Question

The phase angle between the current and voltage in pure inductive circuit is
A) zero
B) $\pi$
C) $\dfrac{\pi }{4}$
D) $\dfrac{\pi }{2}$

Answer 1

In a purely inductive circuit, there is no resistance or capacitance The circuit only contains an inductor and an AC voltage source.
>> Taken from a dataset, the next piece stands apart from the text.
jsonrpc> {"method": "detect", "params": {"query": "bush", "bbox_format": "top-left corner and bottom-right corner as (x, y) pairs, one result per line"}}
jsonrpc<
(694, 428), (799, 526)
We need to know the equation of the circuit first after solving this we can find the required phase difference.

Step by step solution
Let the input voltage is given by
${v_i} = {v_a}\sin \omega t$
Here, va is the amplitude and ωt is the phase angle of the input voltage.
Now, the equation of the circuit given as
⇒ $L\dfrac{{di}}{{dt}} = {v_a}\sin \omega t$
On integrating the above equation, we get
⇒ $i = - \dfrac{{{v_a}}}{{\omega L}}\cos \omega t + k$
⇒ ${v_i} = \dfrac{{{v_a}}}{{\omega L}}\sin \left( {\omega t - \dfrac{\pi }{2}} \right) + k$
Where, L is the inductance of the inductor and I is the AC current and k is constant which we can neglect while considering the phase differences.
Now, from the above equation the new phase is $\left( {\omega t - \dfrac{\pi }{2}} \right)$.
Hence, clearly the phase of the current lagging behind the voltage by $\dfrac{\pi }{2}$
Therefore, option D is correct.

Additional information
In case of purely capacitive circuit current leads the voltage by $\dfrac{\pi }{2}$And in case of purely resistive circuits there is no phase change i.e. both the voltage and current have the same phase angle.

Note
One must be noticed that we take the input source voltage in terms of sine wave. But here we can take the source voltage in terms of cosine wave i.e. ${v}_{i} = {v}_{a} \cos\omega t$.